Казалось, Бахранк это почувствовал.
– Не бойся, Маккай. Джедрик тебя узнает. И, Маккай…
Маккай повернулся и взглянул в лицо Говачина.
– Иди прямо в ресторан, займи место и жди Джедрик. Без ее покровительства ты здесь долго не выживешь. У тебя темная кожа, а некоторые люди скорее предпочтут в этом районе зеленую, чем темную. Здесь помнят Ворота Пэйлаша. Пятнадцати лет недостаточно, чтобы изгладить это из их памяти.
В инструктаж Маккая не было включено ничего насчет Ворот Пэйлаша, и теперь он не осмелился спросить.

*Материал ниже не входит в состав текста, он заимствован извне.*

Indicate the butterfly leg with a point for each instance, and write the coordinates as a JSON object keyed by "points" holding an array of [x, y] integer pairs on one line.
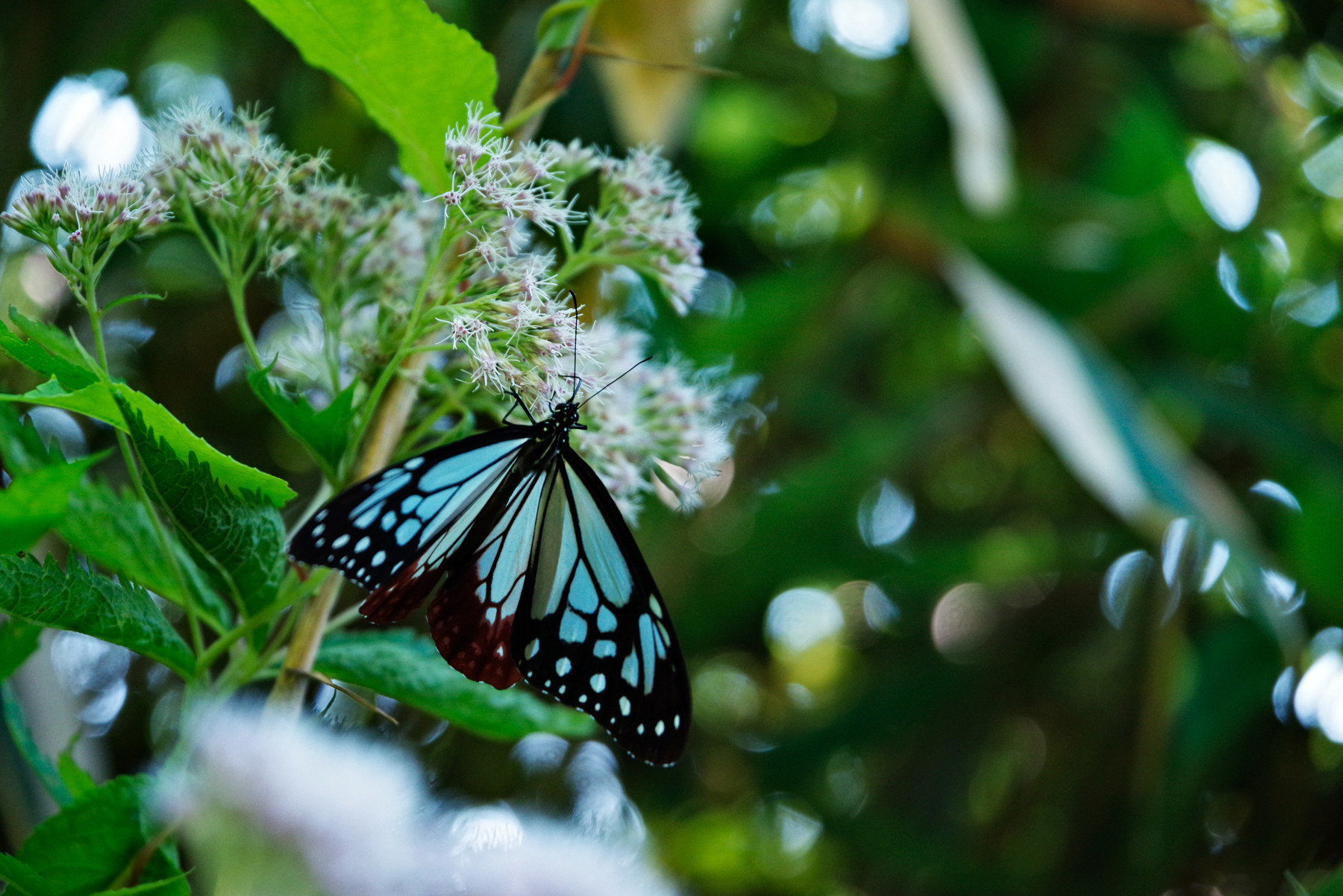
{"points": [[517, 404]]}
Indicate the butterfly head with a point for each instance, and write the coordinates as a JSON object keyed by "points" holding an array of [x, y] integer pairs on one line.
{"points": [[566, 417]]}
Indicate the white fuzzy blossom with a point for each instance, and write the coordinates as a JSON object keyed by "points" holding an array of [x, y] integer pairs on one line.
{"points": [[231, 174], [70, 211], [492, 179], [654, 417], [275, 806]]}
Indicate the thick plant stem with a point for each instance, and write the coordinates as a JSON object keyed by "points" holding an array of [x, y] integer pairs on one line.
{"points": [[392, 414]]}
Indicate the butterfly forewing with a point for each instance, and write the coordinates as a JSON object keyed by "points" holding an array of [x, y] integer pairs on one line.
{"points": [[387, 521], [473, 618], [532, 571], [592, 630]]}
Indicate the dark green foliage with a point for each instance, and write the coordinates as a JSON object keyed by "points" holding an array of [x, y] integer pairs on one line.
{"points": [[114, 530], [406, 666], [18, 641], [23, 741], [325, 433], [93, 842], [238, 539], [47, 351], [37, 501], [80, 601]]}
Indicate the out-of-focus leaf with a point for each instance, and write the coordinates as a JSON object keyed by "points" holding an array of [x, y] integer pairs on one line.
{"points": [[407, 668], [562, 23], [100, 402], [34, 357], [85, 847], [958, 75], [37, 501], [116, 531], [325, 433], [77, 781], [20, 879], [63, 355], [237, 539], [27, 746], [413, 72], [178, 886], [18, 642], [20, 444], [649, 104], [1126, 457], [81, 601]]}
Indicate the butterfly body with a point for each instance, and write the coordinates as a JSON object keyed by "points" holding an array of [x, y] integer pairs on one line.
{"points": [[532, 571]]}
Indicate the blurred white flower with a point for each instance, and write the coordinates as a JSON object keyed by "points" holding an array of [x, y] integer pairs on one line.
{"points": [[656, 417], [275, 806]]}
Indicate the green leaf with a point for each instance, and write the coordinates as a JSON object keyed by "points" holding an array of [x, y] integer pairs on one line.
{"points": [[237, 539], [176, 884], [1331, 886], [27, 748], [409, 668], [37, 501], [100, 402], [22, 880], [47, 351], [114, 530], [81, 601], [75, 780], [562, 26], [1116, 449], [85, 847], [413, 72], [18, 642], [324, 433]]}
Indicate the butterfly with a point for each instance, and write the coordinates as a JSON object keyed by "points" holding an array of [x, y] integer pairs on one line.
{"points": [[533, 571]]}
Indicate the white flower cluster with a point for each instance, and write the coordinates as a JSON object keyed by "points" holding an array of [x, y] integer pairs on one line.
{"points": [[73, 211], [273, 806], [653, 418], [496, 181], [233, 174], [646, 221]]}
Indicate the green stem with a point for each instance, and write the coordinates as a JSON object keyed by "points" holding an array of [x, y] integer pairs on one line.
{"points": [[238, 298], [87, 296]]}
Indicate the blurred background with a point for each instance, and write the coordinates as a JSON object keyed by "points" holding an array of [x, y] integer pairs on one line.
{"points": [[1029, 571]]}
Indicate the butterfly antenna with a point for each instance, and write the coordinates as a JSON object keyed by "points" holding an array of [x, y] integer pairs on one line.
{"points": [[577, 383], [613, 382]]}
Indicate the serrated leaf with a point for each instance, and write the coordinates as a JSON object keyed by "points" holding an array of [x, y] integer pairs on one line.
{"points": [[324, 433], [85, 847], [413, 72], [100, 402], [114, 530], [47, 351], [18, 642], [407, 666], [23, 741], [37, 501], [237, 539], [22, 880], [81, 601]]}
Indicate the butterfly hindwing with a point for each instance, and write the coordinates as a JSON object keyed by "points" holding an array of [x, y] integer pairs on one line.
{"points": [[592, 630], [384, 523], [532, 571]]}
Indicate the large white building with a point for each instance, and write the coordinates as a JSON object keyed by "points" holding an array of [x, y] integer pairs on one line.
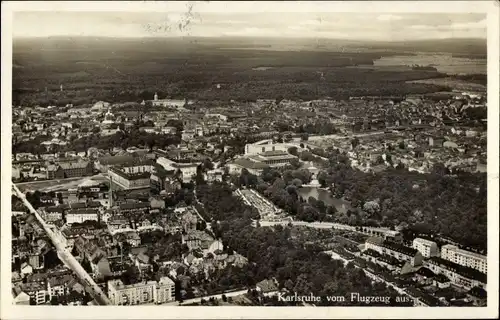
{"points": [[426, 247], [142, 292], [464, 258], [263, 146]]}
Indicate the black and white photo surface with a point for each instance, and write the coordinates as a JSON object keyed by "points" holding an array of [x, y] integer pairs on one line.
{"points": [[189, 154]]}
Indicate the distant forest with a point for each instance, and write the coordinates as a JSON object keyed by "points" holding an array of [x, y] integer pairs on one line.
{"points": [[120, 70]]}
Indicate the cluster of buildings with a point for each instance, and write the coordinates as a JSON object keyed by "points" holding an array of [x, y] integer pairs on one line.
{"points": [[123, 225], [448, 265]]}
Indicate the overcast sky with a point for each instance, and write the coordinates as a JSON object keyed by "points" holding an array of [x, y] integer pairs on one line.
{"points": [[355, 26]]}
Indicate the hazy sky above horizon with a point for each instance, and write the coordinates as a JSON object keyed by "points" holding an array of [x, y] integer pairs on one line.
{"points": [[354, 26]]}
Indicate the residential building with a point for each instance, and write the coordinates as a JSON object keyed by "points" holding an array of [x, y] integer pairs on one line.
{"points": [[127, 180], [464, 258], [81, 215], [461, 276], [37, 291], [273, 158], [395, 250], [142, 292], [253, 167], [104, 163], [21, 298], [426, 247], [69, 169]]}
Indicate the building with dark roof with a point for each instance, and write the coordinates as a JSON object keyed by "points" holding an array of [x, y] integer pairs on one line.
{"points": [[253, 167], [395, 250], [69, 169], [460, 275]]}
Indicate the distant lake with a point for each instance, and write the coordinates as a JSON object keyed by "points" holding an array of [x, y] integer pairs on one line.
{"points": [[325, 196], [443, 62]]}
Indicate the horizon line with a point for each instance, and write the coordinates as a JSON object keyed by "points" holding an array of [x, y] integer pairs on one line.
{"points": [[241, 36]]}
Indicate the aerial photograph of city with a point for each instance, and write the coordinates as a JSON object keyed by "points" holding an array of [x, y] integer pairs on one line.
{"points": [[253, 159]]}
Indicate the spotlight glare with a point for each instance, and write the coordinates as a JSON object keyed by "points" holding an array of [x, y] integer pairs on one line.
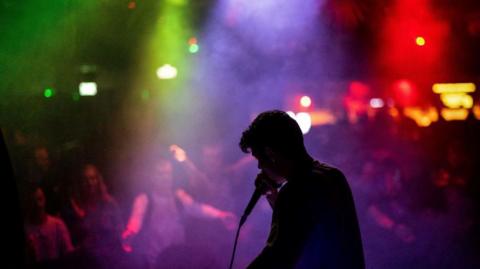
{"points": [[88, 89], [305, 101], [304, 121], [48, 92], [420, 41], [194, 48], [377, 103], [167, 71]]}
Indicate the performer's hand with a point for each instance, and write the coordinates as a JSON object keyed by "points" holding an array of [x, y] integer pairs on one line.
{"points": [[265, 184], [268, 187]]}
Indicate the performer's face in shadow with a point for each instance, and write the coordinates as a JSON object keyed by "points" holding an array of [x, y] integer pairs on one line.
{"points": [[268, 164]]}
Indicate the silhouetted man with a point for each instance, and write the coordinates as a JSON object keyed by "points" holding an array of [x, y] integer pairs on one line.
{"points": [[314, 223]]}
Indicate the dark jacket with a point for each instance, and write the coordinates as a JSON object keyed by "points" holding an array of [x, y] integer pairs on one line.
{"points": [[314, 223]]}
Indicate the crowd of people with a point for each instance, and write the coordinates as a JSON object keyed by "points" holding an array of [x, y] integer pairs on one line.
{"points": [[416, 191]]}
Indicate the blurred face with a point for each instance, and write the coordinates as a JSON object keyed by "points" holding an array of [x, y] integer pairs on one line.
{"points": [[268, 165], [163, 176], [39, 199], [91, 178]]}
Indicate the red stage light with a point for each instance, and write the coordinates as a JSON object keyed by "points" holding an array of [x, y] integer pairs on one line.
{"points": [[420, 41]]}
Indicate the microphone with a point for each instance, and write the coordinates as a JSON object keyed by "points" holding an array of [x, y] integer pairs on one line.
{"points": [[253, 201]]}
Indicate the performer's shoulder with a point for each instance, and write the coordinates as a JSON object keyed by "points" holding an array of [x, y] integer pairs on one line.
{"points": [[324, 169]]}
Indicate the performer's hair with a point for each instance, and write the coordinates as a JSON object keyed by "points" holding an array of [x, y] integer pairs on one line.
{"points": [[274, 129]]}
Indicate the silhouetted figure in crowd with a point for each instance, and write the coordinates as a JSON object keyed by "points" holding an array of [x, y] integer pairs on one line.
{"points": [[47, 236], [43, 173], [96, 220], [155, 221], [314, 223]]}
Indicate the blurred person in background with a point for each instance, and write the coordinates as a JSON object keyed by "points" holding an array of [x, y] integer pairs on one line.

Бахранк сдвинул переключатель, открывший Маккаю дверь. Уличная вонь немедленно усилилась до почти невыносимой степени. Бахранк, видя, что он колеблется, резко сказал:
– Быстро выходи!
В состоянии какого-то обонятельного изумления Маккай спустился и обнаружил, что стоит на одной из сторон улицы, являя собой объект повсеместных подозрительных взглядов. Зрелище Бахранка, ведущего машину прочь, обрезало последнюю связь с Консентом и всеми хорошо знакомыми вещами, что могли бы защитить его. Никогда за свою долгую жизнь Маккай не чувствовал себя так одиноко.